The Self-Evaluation Report

Generally a survey or review of the different programs that are a part of the state or local government is compiled to analyze and identify programmatic, architectural, and administrative barriers to programs. A questionnaire circulated among all divisions of a state or local government is generally the easiest way to get a systemic picture or snapshot of the program delivery for each aspect of a covered state or local government department.

The questionnaire should be based upon the Title II regulations. Different versions of the Self-Evaluation Report have been used depending on the specific government program. i.e. University, state or local government, etc.  Samples can be found here.

An ADA Self-Evaluation Committee (made up of people with disabilities and members of government agency) meets and analyzes the completed survey results. This committee prioritizes the issue of compliance in programs with barriers serving people with disabilities.

After the analysis and problem resolution of identified programmatic barriers by a group of concerned citizens with disabilities is finished, a report is written and made available to the public or federal investigators for review. This report will serve as a demonstration of good faith to comply with the access requirements of the Americans with Disabilities Act.

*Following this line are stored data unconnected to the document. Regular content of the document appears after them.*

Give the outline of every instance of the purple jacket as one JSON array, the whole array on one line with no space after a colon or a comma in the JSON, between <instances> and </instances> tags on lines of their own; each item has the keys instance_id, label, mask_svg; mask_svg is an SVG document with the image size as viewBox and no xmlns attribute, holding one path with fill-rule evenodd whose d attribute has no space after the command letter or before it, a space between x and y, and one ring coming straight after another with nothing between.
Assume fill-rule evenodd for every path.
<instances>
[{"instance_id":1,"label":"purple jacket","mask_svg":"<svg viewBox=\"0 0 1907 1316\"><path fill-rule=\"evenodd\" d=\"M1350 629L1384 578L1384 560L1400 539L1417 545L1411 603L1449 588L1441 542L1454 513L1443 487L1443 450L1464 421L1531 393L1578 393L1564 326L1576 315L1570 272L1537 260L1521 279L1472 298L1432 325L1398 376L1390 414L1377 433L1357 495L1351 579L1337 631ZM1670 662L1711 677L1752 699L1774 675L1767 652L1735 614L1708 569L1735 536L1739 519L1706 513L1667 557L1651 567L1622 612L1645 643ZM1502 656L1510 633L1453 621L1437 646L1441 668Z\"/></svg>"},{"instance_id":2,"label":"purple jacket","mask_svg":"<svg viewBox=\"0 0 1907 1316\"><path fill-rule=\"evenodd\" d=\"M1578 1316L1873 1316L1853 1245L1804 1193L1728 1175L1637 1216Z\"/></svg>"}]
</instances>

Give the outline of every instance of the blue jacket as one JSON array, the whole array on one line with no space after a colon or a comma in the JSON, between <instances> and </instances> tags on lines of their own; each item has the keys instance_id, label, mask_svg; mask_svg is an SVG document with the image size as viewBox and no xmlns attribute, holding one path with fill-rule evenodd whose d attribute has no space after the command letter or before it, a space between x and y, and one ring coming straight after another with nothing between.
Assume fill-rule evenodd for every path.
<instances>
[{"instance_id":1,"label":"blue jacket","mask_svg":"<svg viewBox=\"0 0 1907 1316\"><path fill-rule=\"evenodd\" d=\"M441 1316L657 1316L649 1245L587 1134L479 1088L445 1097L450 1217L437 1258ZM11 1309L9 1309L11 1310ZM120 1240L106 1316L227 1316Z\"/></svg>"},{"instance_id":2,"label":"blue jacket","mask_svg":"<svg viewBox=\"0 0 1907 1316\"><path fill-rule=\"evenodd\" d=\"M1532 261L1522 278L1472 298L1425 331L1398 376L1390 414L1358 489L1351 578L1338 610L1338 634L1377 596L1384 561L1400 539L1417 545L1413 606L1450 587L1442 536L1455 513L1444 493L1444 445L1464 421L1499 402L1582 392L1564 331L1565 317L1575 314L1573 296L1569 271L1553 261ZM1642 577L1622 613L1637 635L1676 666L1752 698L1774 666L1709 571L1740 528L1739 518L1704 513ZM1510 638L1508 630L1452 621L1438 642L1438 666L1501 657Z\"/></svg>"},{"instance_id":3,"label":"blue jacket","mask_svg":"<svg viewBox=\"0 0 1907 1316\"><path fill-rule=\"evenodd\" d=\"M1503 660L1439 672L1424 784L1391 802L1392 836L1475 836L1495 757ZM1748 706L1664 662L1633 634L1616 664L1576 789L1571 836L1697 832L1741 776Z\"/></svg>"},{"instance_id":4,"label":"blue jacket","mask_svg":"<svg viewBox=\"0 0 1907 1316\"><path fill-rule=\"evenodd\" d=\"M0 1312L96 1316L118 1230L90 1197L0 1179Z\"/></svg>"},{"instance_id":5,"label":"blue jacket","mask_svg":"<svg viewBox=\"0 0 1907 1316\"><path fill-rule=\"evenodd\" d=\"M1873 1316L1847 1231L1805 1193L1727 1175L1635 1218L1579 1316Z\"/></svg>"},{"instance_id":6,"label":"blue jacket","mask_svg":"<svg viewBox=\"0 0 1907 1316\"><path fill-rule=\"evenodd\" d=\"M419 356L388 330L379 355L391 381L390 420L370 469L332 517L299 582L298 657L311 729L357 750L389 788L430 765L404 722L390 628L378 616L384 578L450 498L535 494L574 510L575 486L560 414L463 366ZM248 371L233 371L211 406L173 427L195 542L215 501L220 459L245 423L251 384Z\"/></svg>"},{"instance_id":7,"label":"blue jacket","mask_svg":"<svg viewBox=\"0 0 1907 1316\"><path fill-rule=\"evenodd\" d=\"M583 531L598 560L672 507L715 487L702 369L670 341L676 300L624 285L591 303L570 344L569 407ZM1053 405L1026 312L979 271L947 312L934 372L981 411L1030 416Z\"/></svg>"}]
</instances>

• Included in this aspect are examples about how they will handle requests for modification of policy and procedure from people with disabilities. In addition, information about what resources they will use should be included.
• A facilities survey identifying the architectural barriers for deaf, blind, and mobility challenged citizens should be initiated. If the ADA Self-Evaluation Committee identifies programs that need architectural barrier removal in order to be accessible, they should prioritize which barriers need to be addressed first. This then becomes the transition plan and the government entity has three years to remove barriers on this list.
• A list of the programs reviewed during the self-evaluation should be included.
• Identification of facilities surveyed and what facilities were not audited and why.

As you can see, depending on the size of the state or local government agency, this can be a big undertaking. This is why the ADA requires the appointment of a responsible person to coordinate these activities.

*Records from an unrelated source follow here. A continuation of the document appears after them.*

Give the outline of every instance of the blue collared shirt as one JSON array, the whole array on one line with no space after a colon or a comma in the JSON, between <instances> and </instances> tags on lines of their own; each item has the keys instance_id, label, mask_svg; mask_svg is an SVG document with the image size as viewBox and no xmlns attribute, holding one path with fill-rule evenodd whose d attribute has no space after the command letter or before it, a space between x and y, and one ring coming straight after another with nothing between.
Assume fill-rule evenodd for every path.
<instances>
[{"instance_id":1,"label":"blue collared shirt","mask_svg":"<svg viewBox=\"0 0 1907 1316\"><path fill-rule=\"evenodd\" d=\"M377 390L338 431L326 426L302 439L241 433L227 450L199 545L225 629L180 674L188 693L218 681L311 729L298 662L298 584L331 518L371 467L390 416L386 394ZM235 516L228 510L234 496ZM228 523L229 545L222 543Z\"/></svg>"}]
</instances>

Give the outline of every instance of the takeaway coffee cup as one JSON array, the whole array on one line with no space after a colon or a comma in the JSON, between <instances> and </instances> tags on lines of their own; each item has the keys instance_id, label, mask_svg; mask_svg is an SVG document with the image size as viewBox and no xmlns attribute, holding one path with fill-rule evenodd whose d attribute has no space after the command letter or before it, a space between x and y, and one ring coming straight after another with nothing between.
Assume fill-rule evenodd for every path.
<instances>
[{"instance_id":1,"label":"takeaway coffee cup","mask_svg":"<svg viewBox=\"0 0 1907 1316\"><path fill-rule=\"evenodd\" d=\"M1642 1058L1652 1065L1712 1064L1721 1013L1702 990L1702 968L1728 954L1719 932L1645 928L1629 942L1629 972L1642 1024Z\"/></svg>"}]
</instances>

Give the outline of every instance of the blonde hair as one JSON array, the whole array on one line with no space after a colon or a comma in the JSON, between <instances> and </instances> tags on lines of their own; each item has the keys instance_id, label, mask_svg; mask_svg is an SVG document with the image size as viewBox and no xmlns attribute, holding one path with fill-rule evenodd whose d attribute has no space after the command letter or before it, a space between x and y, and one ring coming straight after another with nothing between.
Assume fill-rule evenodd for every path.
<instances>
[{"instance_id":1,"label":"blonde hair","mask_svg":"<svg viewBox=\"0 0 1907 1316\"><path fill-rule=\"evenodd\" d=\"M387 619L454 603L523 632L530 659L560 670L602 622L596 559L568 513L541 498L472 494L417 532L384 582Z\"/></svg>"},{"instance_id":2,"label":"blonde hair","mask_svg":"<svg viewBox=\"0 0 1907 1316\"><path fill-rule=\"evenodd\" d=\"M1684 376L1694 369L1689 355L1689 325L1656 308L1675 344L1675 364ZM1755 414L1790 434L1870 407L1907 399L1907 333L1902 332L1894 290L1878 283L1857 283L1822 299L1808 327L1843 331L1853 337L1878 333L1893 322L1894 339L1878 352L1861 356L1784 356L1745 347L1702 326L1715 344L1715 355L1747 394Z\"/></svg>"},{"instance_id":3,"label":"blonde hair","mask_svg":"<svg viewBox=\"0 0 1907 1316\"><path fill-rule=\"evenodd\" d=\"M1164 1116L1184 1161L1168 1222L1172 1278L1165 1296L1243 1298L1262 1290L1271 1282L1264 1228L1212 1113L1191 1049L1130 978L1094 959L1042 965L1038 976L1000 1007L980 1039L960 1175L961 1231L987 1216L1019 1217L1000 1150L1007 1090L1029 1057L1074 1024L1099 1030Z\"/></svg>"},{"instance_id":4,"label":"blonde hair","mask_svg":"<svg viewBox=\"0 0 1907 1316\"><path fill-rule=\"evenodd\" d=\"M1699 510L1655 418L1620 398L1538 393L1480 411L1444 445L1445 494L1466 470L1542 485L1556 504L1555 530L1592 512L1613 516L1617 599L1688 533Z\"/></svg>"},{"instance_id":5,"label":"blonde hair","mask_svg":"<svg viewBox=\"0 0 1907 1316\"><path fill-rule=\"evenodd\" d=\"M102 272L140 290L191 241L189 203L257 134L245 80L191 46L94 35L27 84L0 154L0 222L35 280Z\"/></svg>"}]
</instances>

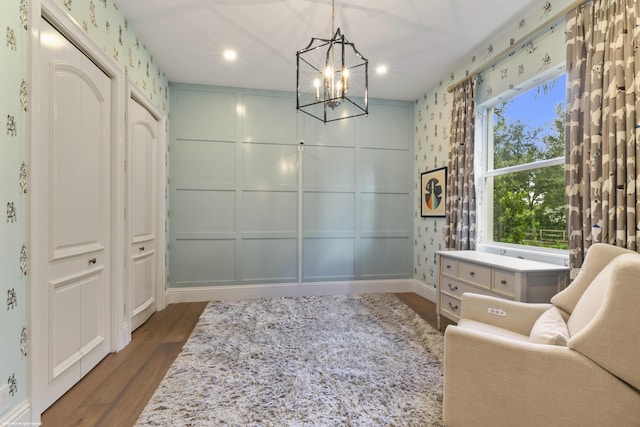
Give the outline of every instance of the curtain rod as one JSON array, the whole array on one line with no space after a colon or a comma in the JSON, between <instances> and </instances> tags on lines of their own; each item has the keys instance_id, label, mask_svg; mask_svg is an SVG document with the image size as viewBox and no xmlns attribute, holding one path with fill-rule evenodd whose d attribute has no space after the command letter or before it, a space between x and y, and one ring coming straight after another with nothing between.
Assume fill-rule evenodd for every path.
<instances>
[{"instance_id":1,"label":"curtain rod","mask_svg":"<svg viewBox=\"0 0 640 427\"><path fill-rule=\"evenodd\" d=\"M509 46L508 48L502 50L500 53L498 53L493 58L483 62L482 65L477 67L473 72L467 74L462 79L460 79L457 82L453 83L451 86L449 86L447 88L447 92L449 92L449 93L453 92L453 90L455 88L460 86L462 83L464 83L468 79L477 76L478 74L480 74L481 72L483 72L487 68L491 67L493 64L495 64L498 61L500 61L502 58L504 58L504 57L506 57L508 55L511 55L511 53L515 52L516 50L520 49L525 44L529 43L537 35L542 33L542 31L544 29L548 28L549 26L553 26L554 23L556 23L557 21L562 19L565 15L567 15L573 9L576 9L576 8L586 4L586 3L589 3L590 1L591 0L576 0L576 1L574 1L569 6L565 7L560 12L556 13L555 15L553 15L553 17L551 19L548 19L543 24L540 24L536 28L534 28L533 30L529 31L524 37L522 37L519 40L517 40L516 42L514 42L511 46Z\"/></svg>"}]
</instances>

The unique feature of this requirement is that there is no formula that has to be followed to accomplish this. This allows each state and local government to create a game they can win within the confines of the time lines and administrative requirements, and with the involvement of people with disabilities. For example, though both the state of Alaska and the state of Hawaii wrote Self-Evaluations, neither state set in motion a plan to mimic the other but they both met the requirements of Title II and are considered to have met their administrative requirements under the ADA.

Does this have to be done on a regular basis?

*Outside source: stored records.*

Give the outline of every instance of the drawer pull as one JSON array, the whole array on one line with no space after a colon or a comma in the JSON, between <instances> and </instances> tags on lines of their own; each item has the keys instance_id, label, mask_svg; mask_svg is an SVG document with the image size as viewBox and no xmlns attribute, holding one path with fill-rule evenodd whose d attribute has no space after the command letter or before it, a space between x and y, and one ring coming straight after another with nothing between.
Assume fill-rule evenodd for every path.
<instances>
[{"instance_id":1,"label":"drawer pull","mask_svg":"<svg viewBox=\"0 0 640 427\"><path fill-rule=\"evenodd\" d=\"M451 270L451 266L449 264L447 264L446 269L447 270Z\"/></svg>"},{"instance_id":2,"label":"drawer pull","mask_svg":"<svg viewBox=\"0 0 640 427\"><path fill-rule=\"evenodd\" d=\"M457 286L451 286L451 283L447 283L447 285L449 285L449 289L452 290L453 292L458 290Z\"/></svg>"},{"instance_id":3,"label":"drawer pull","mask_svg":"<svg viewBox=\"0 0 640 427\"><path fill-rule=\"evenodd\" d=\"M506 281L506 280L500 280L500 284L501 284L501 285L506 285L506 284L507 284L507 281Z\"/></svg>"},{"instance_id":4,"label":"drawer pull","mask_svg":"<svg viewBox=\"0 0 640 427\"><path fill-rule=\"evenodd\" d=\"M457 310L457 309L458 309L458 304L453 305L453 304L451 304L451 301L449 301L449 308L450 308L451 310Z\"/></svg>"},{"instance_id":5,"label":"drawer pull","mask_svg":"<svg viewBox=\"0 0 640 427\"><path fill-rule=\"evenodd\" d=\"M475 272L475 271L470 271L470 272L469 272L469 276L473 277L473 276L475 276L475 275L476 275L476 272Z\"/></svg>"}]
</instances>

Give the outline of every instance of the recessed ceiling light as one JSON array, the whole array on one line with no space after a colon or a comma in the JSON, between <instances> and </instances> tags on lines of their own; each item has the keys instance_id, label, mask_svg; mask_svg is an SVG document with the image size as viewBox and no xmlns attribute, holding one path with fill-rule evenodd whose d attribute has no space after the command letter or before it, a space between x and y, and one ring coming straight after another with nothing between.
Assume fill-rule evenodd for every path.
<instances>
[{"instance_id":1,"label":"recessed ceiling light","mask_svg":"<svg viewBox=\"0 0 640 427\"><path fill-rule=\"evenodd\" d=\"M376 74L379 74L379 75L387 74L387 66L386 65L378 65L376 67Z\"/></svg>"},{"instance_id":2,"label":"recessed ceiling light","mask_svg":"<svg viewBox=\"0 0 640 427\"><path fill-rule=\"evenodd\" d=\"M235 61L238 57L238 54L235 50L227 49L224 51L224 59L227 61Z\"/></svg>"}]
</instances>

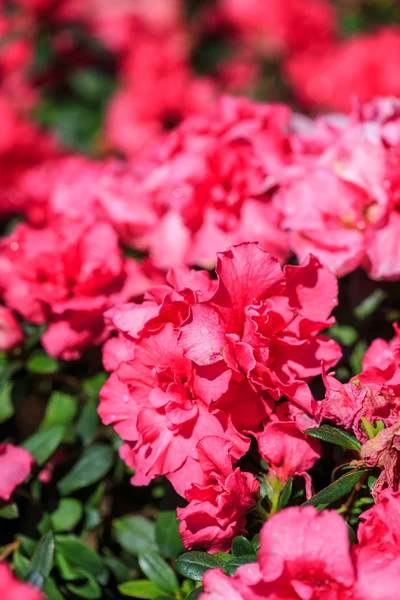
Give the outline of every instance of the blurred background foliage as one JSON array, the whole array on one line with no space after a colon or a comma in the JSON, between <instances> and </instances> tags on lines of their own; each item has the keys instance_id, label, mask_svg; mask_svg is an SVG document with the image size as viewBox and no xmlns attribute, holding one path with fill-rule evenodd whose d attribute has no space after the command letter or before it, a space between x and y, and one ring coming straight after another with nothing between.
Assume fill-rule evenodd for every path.
<instances>
[{"instance_id":1,"label":"blurred background foliage","mask_svg":"<svg viewBox=\"0 0 400 600\"><path fill-rule=\"evenodd\" d=\"M199 74L215 72L230 52L223 38L196 35L201 11L212 2L186 2L195 40L191 60ZM339 0L335 6L343 38L400 23L396 0ZM73 40L73 60L51 44L60 33ZM115 57L79 24L54 25L44 19L36 40L29 72L40 92L34 118L55 130L73 151L108 154L102 124L118 86ZM265 62L254 96L296 106L278 61ZM398 284L371 282L361 271L341 281L337 324L330 331L344 348L337 367L340 379L360 371L372 339L391 337L392 323L400 318L399 298ZM97 416L98 393L106 378L100 349L77 363L64 363L43 353L38 328L26 326L25 334L24 350L0 353L1 439L17 440L36 461L28 482L17 488L15 502L0 507L0 557L13 557L20 578L42 583L51 600L123 595L179 600L197 597L195 588L206 568L233 561L227 567L231 573L253 559L256 533L251 542L237 541L232 555L192 557L188 564L181 561L178 571L176 559L183 546L175 508L183 501L165 480L147 488L130 485L131 473L118 457L120 441ZM314 383L314 391L321 397L321 380ZM325 464L337 463L341 451L325 448ZM330 483L330 473L317 463L313 479L322 489ZM285 494L285 502L289 497L293 504L304 501L296 485ZM360 494L351 508L354 517L369 502L367 494Z\"/></svg>"}]
</instances>

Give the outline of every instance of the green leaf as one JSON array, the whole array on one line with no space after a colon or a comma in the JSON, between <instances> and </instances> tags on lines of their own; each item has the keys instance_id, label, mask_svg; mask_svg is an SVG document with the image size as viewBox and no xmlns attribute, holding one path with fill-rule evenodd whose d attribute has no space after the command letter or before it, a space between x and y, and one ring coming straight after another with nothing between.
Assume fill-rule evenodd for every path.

Although the obligation to engage in barrier removal is clearly a continuing duty, the Department has declined to establish any independent requirement for an annual assessment or self-evaluation. However, even in the absence of an explicit regulatory requirement for periodic self-evaluations, the Department still urges state or local governments to establish procedures for an ongoing assessment of their compliance with the ADA's barrier removal requirements.

The Department recommends that this process include appropriate consultation with individuals with disabilities or organizations representing them. A serious effort at self-assessment and consultation can diminish the threat of litigation and save resources by identifying the most efficient means of providing required access.